(05 de febrero, 2015).- La revista The Economist indicó que para que Enrique Peña Nieto tenga éxito con las medidas anticorrupción que lanzó, “debe estar libre de culpa” sobre todo con las recientes revelaciones sobre posibles conflictos de interés en las que él, su esposa y el Secretario de Hacienda, Luis Videgaray, están involucrados.
“No todos los días un presidente lanza una investigación sobre sus propios asuntos, pero eso es lo que el día de México, Enrique Peña Nieto, acaba de hacer”. Esto, después de que el 3 de febrero anunciara una investigación para quienes han estado implicados en compras “sospechosas de casas”. Con ello, “Peña espera restablecer su credibilidad y popularidad, que ha sido maltratadas por el escándalo y la indignación pública por la delincuencia”, señaló The Economist.

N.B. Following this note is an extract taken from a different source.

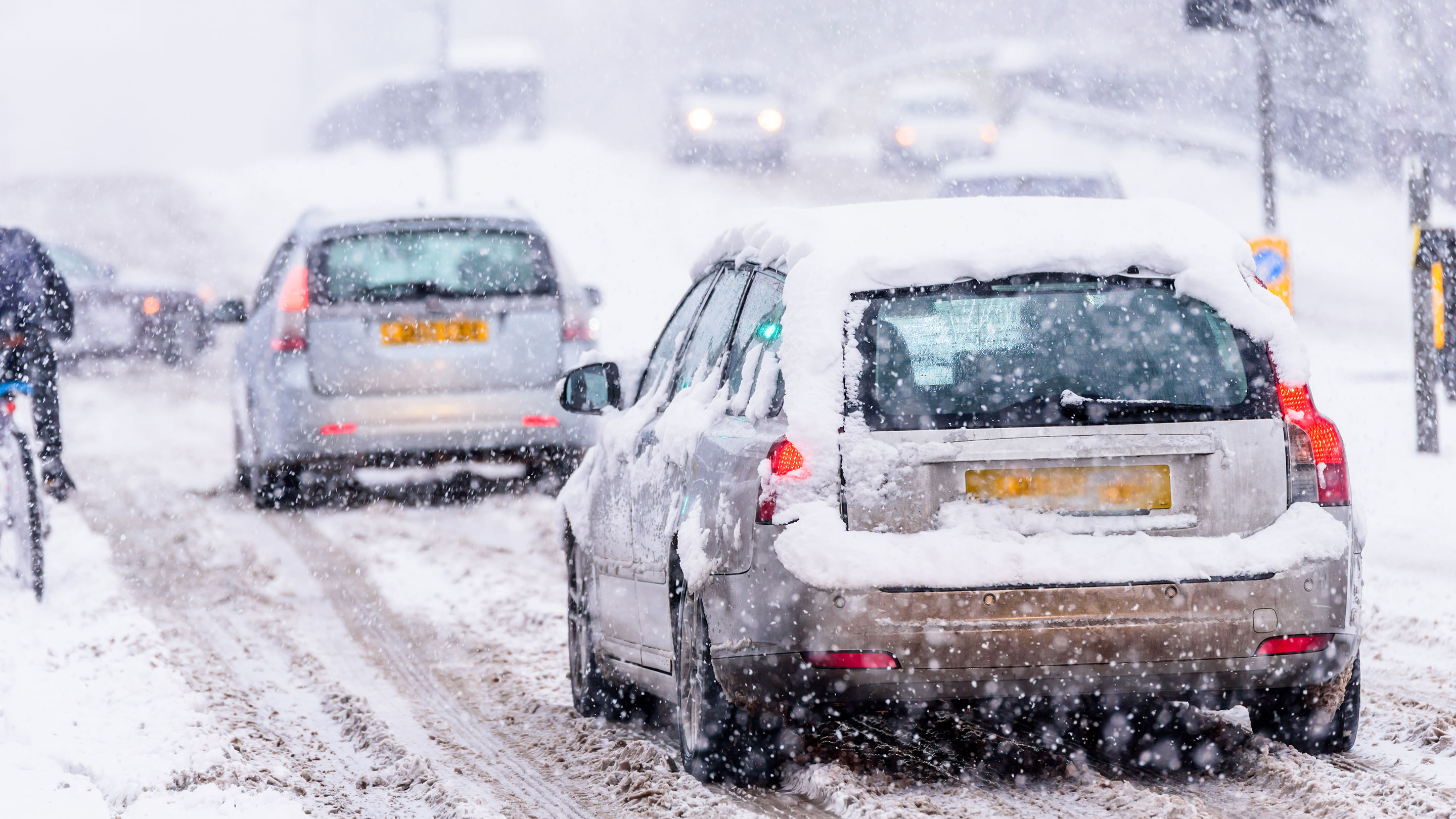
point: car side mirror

(Click en la imagen para ver nota)
…
Por otro lado, la revista también señala que la investigación respecto de los casos: Peña Nieto, Angélica Rivera y Luis Videgaray, estará a cargo de Virgilio Andrade Martínez, quien fue nombrado Secretario de la Función Pública. Andrade se encargará de monitorear que los funcionarios estén cumpliendo con la ley, añade.
De acuerdo a activistas contra la corrupción, consultados por la revista británica, consideran que el trabajo de Andrade no puede ser imparcial, pues éste debe su trabajo al mismo Peña. “En la mayoría de los países, sin embargo, una comisión independiente estaría haciendo la instrucción, dice Eduardo Bohórquez, director general de Transparencia Mexicana”, agrega.
“Muchos tienen esqueletos en sus armarios”
Adicionalmente, indica que el marco jurídico no está bien definido, lo cual es una situación turbia; no obstante, las demás bancadas han estado muy tranquilas respecto de esto, pues según expertos consultados por el medio británico: “muchos tienen esqueletos en sus armarios”.
Finalmente, The Economist indicó que se deben hacer grandes esfuerzos para “curar” la corrupción en México, que afecta desde los más altos niveles hasta los más bajos. Sin embargo, la reforma anticorrupción tiene una buena oportunidad para aprobarse, pues cuenta con el respaldo de distintos partidos políticos y diversas organizaciones sociales.